The Senate Health Committee gave the Legislature 20 days to consider the testimony and decide whether to invalidate all or part of the regulations. The proposed regulations will not produce a working medicinal marijuana program. At best, they will provide very few patients with low-quality marijuana at exorbitant cost. Only the illegal drug market will benefit from these regulations. Certainly, qualified patients will not. By invalidating most of the DHSS regulations, the Legislature could easily produce a medicinal marijuana program that allows timely access to affordable, medical-grade marijuana for qualified patients in a safe and secure manner.
Even worse than the waste of legislative time that the governor's animosity to the medical marijuana law has caused is its effect on suffering people. Jeanne M. of North Jersey wrote me to talk about her condition, reflex sympathetic dystrophy (RSD). Jeanne said her left leg from her knee down is "constantly swollen, burning, cold to the touch and purple in color." She often suffers from "electric shocks" in her toes that cause the excruciating sensation of being electrocuted. Jeanne is on heavy doses of morphine as well as eight other drugs. She would like to be included in New Jersey's Medicinal Marijuana Program.
Unfortunately, Jeanne's condition does not qualify in New Jersey. The Legislature gave the DHSS the ability to add qualifying conditions at any time. However, the DHSS has proposed that patients like Jeanne wait a minimum of two years to even submit a petition to try to qualify for legal marijuana therapy in the state. The petition itself would take a minimum of six additional months to be considered and may wind up being denied.

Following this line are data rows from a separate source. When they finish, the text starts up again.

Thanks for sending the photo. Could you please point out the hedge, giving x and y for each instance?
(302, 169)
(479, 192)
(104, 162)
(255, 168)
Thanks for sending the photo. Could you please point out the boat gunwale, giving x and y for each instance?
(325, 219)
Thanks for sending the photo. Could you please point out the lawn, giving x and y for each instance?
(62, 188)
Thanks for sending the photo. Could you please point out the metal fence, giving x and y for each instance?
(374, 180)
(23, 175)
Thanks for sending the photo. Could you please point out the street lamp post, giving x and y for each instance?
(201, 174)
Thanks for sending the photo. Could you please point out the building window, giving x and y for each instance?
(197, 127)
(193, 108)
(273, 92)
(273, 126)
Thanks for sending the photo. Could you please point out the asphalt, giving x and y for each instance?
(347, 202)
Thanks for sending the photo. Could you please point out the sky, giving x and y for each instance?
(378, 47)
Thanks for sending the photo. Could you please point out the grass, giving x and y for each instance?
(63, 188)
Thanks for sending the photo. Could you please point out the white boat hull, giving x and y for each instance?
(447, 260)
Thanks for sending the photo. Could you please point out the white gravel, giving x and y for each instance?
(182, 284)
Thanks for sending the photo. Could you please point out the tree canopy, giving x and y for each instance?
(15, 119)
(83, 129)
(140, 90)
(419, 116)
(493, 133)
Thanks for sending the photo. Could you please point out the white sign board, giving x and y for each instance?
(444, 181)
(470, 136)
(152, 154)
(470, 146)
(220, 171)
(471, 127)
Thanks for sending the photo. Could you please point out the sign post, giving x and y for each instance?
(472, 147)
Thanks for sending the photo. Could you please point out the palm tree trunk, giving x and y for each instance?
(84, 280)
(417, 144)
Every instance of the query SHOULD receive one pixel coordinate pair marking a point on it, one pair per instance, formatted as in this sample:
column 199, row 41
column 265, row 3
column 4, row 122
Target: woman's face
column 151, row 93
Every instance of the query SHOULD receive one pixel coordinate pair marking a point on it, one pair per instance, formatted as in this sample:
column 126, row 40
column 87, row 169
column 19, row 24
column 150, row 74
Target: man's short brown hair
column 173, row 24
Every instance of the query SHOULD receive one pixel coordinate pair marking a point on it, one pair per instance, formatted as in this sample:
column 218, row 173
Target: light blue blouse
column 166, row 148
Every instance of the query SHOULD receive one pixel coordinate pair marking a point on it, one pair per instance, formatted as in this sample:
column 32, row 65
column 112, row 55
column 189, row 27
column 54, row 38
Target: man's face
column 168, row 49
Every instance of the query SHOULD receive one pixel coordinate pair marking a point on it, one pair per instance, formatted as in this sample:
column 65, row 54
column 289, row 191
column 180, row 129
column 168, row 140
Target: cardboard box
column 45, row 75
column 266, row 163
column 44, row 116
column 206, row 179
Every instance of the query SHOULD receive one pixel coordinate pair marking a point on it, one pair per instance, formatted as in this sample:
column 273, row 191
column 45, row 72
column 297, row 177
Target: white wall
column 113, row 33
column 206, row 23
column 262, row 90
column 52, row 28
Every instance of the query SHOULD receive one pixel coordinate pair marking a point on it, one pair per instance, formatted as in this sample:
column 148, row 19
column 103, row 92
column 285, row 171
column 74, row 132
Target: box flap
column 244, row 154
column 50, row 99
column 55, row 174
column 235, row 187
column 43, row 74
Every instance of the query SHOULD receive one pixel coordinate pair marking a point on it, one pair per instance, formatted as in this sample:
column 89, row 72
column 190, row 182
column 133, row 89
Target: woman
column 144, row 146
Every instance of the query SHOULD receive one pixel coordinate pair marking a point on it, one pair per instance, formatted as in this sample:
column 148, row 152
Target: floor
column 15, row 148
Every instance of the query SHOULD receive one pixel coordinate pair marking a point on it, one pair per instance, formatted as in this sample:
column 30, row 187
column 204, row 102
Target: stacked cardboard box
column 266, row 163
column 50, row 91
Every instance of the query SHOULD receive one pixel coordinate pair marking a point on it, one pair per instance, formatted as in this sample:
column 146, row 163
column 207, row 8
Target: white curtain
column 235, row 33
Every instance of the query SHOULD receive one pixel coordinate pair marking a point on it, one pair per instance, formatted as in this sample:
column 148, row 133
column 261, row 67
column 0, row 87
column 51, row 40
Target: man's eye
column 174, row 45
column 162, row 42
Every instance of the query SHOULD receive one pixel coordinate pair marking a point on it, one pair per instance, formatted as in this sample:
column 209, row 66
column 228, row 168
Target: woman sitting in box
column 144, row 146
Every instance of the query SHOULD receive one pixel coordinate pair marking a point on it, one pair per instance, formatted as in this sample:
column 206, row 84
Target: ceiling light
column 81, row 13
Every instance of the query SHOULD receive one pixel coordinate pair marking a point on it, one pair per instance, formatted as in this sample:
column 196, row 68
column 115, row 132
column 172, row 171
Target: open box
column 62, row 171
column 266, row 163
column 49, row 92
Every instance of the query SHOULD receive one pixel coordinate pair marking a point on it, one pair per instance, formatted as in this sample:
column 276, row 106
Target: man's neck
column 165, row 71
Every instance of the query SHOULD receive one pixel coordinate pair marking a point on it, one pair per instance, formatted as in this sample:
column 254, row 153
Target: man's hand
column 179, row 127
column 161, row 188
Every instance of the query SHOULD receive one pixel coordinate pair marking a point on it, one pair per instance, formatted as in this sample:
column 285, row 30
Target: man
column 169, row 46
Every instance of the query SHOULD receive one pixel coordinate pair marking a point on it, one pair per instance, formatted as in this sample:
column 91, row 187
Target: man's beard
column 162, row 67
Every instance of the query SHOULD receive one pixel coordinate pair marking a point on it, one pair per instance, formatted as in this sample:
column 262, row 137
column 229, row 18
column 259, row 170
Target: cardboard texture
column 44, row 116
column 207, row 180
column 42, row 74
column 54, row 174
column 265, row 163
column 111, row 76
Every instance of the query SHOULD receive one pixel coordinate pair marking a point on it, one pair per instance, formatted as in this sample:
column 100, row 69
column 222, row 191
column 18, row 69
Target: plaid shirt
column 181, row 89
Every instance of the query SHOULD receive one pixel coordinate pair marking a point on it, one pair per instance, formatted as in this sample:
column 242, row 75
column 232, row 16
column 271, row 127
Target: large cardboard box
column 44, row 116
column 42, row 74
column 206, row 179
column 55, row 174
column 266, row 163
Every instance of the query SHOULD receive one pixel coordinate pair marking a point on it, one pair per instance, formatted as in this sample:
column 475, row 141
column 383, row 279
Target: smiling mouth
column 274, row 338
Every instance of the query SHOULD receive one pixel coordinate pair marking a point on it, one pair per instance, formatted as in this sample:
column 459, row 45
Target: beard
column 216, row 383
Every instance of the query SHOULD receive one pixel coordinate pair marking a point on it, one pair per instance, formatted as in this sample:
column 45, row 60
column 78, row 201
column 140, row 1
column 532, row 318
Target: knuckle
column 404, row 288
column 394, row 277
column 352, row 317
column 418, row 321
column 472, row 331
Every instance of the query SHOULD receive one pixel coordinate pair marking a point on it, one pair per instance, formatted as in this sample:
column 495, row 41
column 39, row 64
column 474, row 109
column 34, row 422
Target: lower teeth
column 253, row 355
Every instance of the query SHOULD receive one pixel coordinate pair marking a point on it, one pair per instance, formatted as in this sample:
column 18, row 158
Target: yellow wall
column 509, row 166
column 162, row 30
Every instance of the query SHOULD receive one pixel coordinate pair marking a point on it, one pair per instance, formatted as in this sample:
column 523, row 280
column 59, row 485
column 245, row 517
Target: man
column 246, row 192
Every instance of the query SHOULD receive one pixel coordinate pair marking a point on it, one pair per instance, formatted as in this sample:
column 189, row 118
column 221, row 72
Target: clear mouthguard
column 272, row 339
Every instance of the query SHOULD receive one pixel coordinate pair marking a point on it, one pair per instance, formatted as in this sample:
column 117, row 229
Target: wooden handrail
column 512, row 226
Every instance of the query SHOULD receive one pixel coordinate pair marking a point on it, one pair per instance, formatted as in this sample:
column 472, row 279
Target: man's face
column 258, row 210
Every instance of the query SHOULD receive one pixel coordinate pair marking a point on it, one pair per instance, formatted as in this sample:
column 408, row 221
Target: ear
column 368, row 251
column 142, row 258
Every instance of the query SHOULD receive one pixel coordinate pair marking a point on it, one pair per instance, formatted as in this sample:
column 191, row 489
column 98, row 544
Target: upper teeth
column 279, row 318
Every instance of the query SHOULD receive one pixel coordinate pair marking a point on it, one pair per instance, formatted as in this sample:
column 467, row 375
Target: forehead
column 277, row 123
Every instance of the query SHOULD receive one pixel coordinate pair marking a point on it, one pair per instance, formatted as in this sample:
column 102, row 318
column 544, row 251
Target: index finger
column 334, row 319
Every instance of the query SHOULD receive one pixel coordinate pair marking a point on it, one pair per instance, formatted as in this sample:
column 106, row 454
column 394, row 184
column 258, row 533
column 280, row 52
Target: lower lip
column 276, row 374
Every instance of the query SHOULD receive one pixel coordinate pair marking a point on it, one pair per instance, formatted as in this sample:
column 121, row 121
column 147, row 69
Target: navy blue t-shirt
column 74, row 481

The constant pain associated with RSD is described as "a burning pain, as if a red-hot poker were inserted into the affected area."
I first heard about RSD when R.M. from South Jersey contacted me. R.M. had planned to commit suicide as a result of her RSD and the intolerable side effects of the opiates that were prescribed to treat it. The choices available to her were either to feel constant pain or to feel like a zombie from the medication. R.M. instead planned to commit medically induced suicide. As a last attempt, she wanted to try marijuana because she had read that it was effective for neurogenic pain (the "electric shock" pain that Jeanne described). Moreover, marijuana allowed patients to function normally, once they got used to the psychotropic effects -- the feeling of being "high" or euphoric.
Jeanne M. and R.M. are still years away from safe and legal access to medical marijuana in New Jersey. I was reminded of this when I heard Gov. Christie say, "Every life is precious." If that is so, why are we driving patients to early graves by denying them timely access to a safe and effective medicine -- medical marijuana?
Ken Wolski, RN, MPA, is executive director of the Coalition for Medical Marijuana-New Jersey Inc. (cmmnj.org).